I never used the word "primitive". I know relatively well all the developments of Chineses and Greek alike, and we are talking about genious in here, in both sides. There is no doubt about it.
However, what I was trying to explain, is that the path that leads to modern science was followed by Greeks and not by Chineses. Although Chineses have many brilliant minds, for instance, there was not an institution equivalent to the Library and Museum of Alexandria in Asia.
 
In abstract mathematics, for example, Greeks reached level of complexity and studied fields never known in China before the Jesuit contact in the 17th century. In fields like engineering and medicine, things were more even.
 
Originally posted by Siege Tower Siege Tower wrote:

...
you say chinese engineering is primitive, than what about siege weapons, the chinese are by far more advanced than than greeks. and who build these marvelous marble architecture?  millions of slaves , that doesn't sound very advanced to me. China on the other hand had abolished slavery by the end of zhou dynasty.
 
I didn't say chinese engineering was primitive. I say Greek and Roman engineering can't be downplay with that easy. With respect to gadgets, the sysmograph and some other things were invented only in China. In the west you could find hydraulic pumps, the water wheel and a steam machine in very earlier times.
 
Comparing brutality is another matter. It is well known Romans were brutes and most its people were slaves; besides having those inhuman espectacles like the Circus.
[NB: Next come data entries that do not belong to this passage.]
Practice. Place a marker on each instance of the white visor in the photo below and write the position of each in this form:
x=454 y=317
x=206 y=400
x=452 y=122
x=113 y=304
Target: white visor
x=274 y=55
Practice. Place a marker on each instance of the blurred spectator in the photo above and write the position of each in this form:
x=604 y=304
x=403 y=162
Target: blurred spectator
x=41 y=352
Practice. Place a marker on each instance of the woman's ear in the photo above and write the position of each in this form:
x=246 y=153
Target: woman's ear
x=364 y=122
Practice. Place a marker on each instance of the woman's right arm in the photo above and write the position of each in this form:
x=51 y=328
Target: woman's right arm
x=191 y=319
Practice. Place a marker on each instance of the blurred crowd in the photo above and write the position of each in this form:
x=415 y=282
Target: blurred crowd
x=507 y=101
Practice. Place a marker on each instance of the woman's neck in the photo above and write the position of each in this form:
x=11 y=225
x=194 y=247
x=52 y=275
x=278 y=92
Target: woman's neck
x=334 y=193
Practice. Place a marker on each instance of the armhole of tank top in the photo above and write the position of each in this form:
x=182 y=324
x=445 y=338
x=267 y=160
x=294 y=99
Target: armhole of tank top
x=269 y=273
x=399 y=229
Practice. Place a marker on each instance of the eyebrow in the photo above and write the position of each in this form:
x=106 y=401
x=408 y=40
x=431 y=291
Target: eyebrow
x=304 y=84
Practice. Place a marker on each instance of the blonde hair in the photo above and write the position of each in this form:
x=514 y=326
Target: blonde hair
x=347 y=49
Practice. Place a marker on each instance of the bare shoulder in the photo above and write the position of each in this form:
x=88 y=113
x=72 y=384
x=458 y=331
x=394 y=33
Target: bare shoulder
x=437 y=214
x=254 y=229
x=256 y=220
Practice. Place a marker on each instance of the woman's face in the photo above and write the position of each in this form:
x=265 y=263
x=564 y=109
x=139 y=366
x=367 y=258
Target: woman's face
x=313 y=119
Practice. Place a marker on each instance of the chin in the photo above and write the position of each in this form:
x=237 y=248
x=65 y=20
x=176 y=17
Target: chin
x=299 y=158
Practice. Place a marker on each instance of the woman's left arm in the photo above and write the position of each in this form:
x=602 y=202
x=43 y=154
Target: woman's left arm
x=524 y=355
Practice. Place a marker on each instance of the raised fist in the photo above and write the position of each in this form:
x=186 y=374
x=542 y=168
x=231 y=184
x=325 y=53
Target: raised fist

However, we can't say that China was a land that respected human rights either, at least at Han times. Wasn't the Chinese wall build with the skeletons of theirs workers? like the legend say? That show quite well we can't expect the same human rights standards that we have to day from the civilizations of the past.


Edited by pinguin - 02-Dec-2007 at 03:19
"He who attempts to count the stars, not even knowing how to count the knots of the 'quipus'(counting string), ought to be held in derision."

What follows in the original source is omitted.